A London-based bank has pledged a financial safety net worth $50 million (£38m) to help Moldova secure gas supplies for the winter in case of an emergency.
The European Bank for Reconstruction and Development (EBRD) says Moldova, which relies on gas from Russia and has no storage for the fuel, faces the risk of disrupted supply should Russia and Ukraine fail to extend a gas transit agreement that expires on 31st December 2019.
Under an agreement signed this week, the EBRD will issue an on-demand, standby letter of credit of up to $50 million to guarantee payment obligations of the Moldovan state energy importer Energocom.
It will enable the company to buy one month of natural gas supply from Ukraine’s oil and gas company Naftogaz to avoid any supply risk.
The Ukrainian firm will procure up to 0.4 billion cubic metres of gas through open tenders with EU suppliers, which will be delivered to the Moldovan energy firm.

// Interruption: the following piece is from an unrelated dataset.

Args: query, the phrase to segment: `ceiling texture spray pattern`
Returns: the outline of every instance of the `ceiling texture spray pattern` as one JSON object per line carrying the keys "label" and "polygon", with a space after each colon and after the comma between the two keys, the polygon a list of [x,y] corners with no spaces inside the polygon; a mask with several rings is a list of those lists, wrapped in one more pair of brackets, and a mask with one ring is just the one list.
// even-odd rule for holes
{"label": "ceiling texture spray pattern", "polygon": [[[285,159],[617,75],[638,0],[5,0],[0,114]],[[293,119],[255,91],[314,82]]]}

The EBRD letter of credit will facilitate a 180-day delay in Naftogaz payment, which will give Energocom time to collect receivables from customers and pay the invoices. If Energocom is not paid on time and has insufficient funds to pay Naftogaz, the Ukrainian company can claim the EBRD’s letter of credit and any funds used under the letter of credit will be repaid by the Moldovan state.
Moldovan Prime Minister Ion Chicu said: “The financial arrangement we have signed today is evidence of a very good relationship between Moldova and the EBRD. The financial mechanism will complete the set of options Moldova has at its disposal for supplying gas to consumers, in case of an emergency beyond the government’s control.
“We are grateful to the EBRD for giving us a hand and I am certain the Bank will increase the number of projects in Moldova in the near future.”